A Standard Operating Procedure (SOP’s) is a set of step-by-step instructions compiled by an organization to help workers carry out complex routine operations. Sometimes, these SOP’s describe emergency procedures for dealing with fire, gas leaks, hazardous material spills, or other disasters.
Recently, I worked with a client in the oil and gas industry who had numerous buildings scattered across a large geographical area. Before introducing Office 365, the main office would print out all the Standard Operating Procedures periodically, collate them in a binder, and deliver them to all the locations.
To modernize this process, I utilized SharePoint Online and Power Automate. The idea was that SOP documents would be published anywhere within the SharePoint environment.
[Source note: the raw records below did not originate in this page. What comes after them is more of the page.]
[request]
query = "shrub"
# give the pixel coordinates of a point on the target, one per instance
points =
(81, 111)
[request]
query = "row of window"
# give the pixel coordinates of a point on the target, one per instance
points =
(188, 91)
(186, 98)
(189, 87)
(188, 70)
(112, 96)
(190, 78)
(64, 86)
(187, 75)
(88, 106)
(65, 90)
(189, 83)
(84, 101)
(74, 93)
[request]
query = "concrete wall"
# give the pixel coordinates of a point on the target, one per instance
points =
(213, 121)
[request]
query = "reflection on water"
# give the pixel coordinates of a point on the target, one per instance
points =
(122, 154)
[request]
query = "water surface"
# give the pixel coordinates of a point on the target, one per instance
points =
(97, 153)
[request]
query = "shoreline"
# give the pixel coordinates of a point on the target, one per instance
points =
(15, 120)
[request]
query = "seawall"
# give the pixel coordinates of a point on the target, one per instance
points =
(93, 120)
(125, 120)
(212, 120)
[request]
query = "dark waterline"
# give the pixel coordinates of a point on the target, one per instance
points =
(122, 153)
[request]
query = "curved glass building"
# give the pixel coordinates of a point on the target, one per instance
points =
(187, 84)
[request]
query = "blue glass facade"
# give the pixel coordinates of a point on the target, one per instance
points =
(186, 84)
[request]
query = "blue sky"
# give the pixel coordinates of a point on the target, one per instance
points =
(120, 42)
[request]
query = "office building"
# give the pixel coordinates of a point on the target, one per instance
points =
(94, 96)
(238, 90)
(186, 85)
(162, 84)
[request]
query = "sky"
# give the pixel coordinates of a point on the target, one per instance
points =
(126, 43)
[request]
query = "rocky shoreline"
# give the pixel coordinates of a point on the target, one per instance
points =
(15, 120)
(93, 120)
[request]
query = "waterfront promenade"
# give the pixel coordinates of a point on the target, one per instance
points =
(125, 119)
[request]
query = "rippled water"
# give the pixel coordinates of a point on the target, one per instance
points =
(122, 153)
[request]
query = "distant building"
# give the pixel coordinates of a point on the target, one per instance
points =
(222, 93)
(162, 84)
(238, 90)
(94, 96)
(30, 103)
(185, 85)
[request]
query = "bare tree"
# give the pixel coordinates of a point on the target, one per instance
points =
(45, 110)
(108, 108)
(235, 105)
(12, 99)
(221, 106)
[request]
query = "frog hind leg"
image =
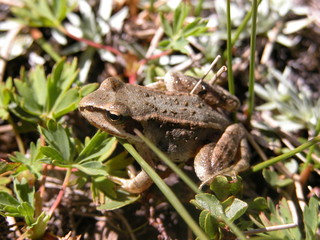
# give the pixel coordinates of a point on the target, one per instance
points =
(228, 156)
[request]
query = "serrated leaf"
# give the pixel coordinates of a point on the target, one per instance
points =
(67, 102)
(236, 209)
(209, 202)
(52, 153)
(58, 138)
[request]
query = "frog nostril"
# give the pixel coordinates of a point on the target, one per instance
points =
(113, 116)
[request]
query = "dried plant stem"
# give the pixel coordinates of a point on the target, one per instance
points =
(271, 228)
(252, 58)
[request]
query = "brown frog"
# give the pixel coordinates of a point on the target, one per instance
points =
(180, 124)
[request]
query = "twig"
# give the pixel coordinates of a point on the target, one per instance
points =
(271, 228)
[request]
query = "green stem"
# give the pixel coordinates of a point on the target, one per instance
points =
(172, 198)
(239, 30)
(17, 135)
(229, 50)
(286, 155)
(186, 179)
(252, 57)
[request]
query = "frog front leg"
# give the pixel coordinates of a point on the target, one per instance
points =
(228, 156)
(137, 184)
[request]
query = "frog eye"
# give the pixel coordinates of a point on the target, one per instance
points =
(114, 116)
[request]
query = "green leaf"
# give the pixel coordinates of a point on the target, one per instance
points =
(58, 138)
(6, 200)
(67, 102)
(121, 201)
(209, 224)
(38, 85)
(180, 15)
(223, 188)
(310, 218)
(52, 153)
(259, 204)
(274, 179)
(100, 184)
(195, 28)
(27, 211)
(27, 99)
(236, 209)
(209, 202)
(23, 191)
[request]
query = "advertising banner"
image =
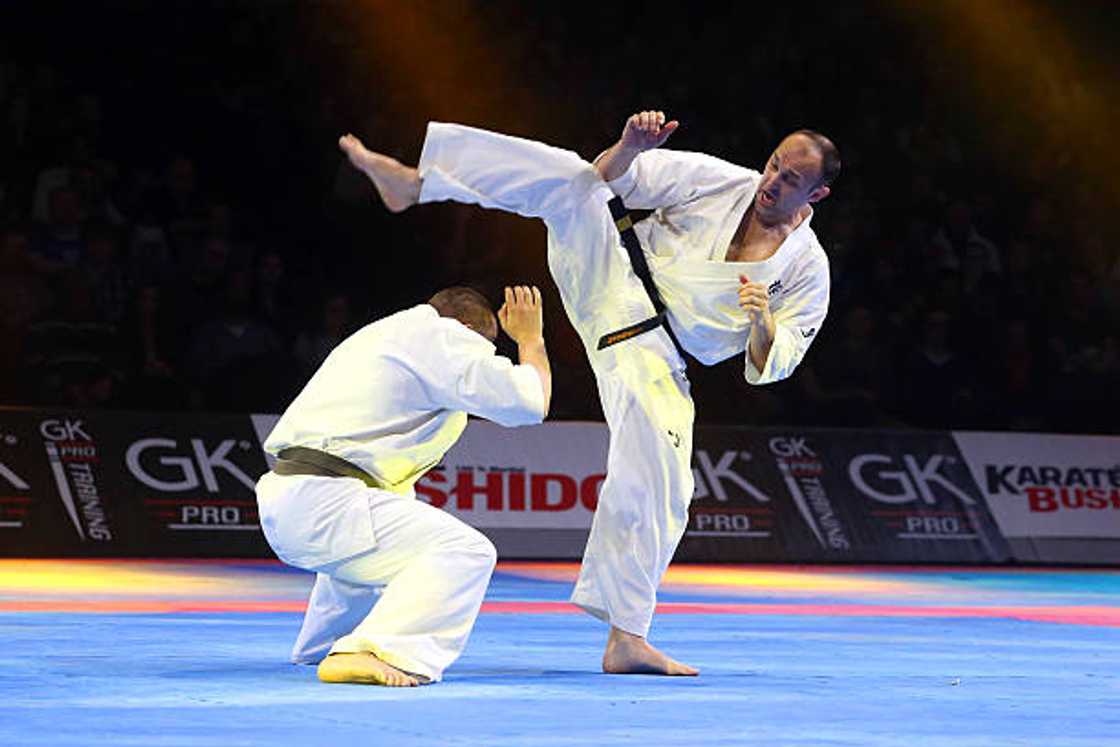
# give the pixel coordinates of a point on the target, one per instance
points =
(145, 484)
(836, 495)
(1054, 497)
(115, 483)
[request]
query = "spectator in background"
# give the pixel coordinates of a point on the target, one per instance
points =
(202, 293)
(223, 347)
(149, 341)
(849, 382)
(936, 388)
(103, 274)
(1017, 381)
(178, 205)
(274, 301)
(960, 246)
(61, 245)
(25, 297)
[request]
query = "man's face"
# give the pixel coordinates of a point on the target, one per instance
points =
(790, 179)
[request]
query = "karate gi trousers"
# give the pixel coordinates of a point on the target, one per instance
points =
(394, 576)
(644, 502)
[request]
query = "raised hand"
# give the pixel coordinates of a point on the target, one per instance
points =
(646, 130)
(521, 315)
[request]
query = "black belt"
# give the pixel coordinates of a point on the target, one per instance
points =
(302, 460)
(625, 225)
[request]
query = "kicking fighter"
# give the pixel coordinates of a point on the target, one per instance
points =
(728, 264)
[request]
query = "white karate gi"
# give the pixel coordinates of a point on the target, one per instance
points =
(644, 502)
(391, 399)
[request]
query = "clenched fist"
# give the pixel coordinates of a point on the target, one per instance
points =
(646, 130)
(754, 299)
As long as they were assigned the SOP content type, then they would be captured in the process.

For the new solution to work, all that the SOP publisher needed to do was to create or update their SOP’s, check them in and publish them (assuming that publishing and check-in/out was enabled on the SharePoint libraries), and ensure that the account that is running the specific flow had access to read the files in that SharePoint library.
A Power Automate flow was set up to run on a nightly schedule. The first step it did was search ran every night, which performed the following tasks:
- Search for all documents that have the SOP content type across all SharePoint sites and return the name, path, and ID properties of the document. These properties were needed for the second.
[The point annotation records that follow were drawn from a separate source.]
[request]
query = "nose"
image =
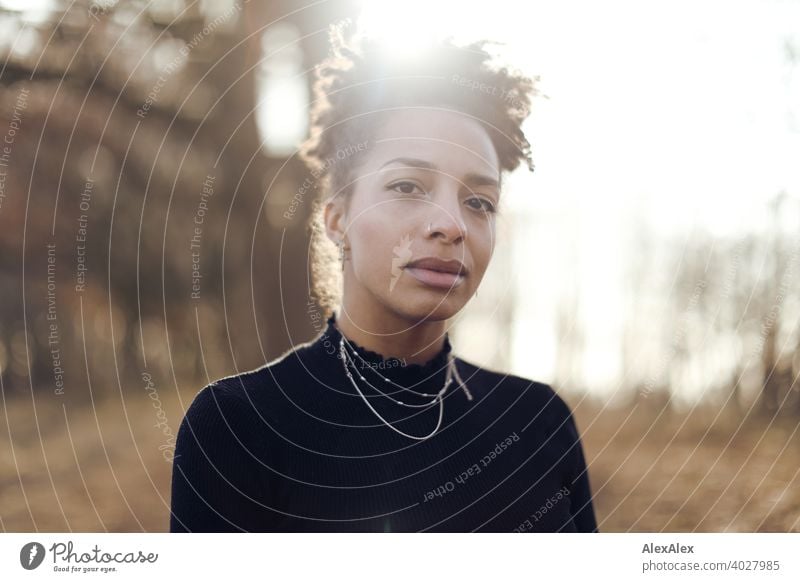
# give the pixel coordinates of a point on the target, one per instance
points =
(445, 221)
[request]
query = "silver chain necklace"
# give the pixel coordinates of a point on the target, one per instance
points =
(451, 372)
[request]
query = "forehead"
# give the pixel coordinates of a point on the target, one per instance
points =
(454, 142)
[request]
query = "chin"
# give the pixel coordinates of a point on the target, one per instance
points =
(416, 308)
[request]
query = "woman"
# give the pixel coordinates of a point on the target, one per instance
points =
(375, 425)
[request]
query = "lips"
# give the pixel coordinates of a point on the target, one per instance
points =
(436, 272)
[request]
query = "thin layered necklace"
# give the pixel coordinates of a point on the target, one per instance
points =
(348, 354)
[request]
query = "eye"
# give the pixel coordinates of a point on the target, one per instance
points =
(481, 204)
(406, 187)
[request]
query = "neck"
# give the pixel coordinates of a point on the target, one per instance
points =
(394, 337)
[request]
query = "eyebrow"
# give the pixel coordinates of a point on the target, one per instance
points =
(470, 178)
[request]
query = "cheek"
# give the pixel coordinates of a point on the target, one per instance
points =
(374, 234)
(482, 247)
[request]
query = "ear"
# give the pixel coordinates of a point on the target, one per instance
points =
(335, 215)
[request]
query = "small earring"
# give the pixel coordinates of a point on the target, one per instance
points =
(341, 252)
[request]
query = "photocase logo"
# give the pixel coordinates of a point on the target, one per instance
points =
(402, 253)
(31, 555)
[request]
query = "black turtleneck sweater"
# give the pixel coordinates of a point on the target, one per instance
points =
(293, 447)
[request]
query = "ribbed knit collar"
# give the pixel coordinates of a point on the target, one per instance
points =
(428, 377)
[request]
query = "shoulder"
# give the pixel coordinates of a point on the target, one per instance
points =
(534, 397)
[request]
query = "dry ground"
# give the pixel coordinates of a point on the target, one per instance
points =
(74, 467)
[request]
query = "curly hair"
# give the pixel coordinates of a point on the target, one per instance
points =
(358, 82)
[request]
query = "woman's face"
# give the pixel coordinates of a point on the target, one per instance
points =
(420, 223)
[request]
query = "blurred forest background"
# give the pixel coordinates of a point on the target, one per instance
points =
(145, 250)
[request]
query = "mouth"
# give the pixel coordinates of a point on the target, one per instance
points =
(438, 273)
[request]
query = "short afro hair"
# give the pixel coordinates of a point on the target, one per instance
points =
(358, 82)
- Iterate through the list of documents returned and for each document. For each document, the flow made a copy of the original document and generated a PDF equivalent in the SOP library in a specific SharePoint site. Then, an entry was added to the table of contents with a link to the relative location within the same folder.
Each building had a local computer that was connected to the internet. An account was logged into the computer that had read permissions to the SOP library and was syncing it locally. If the network ever went down, then the SOP’s available at each building would be as new as the last sync the night before.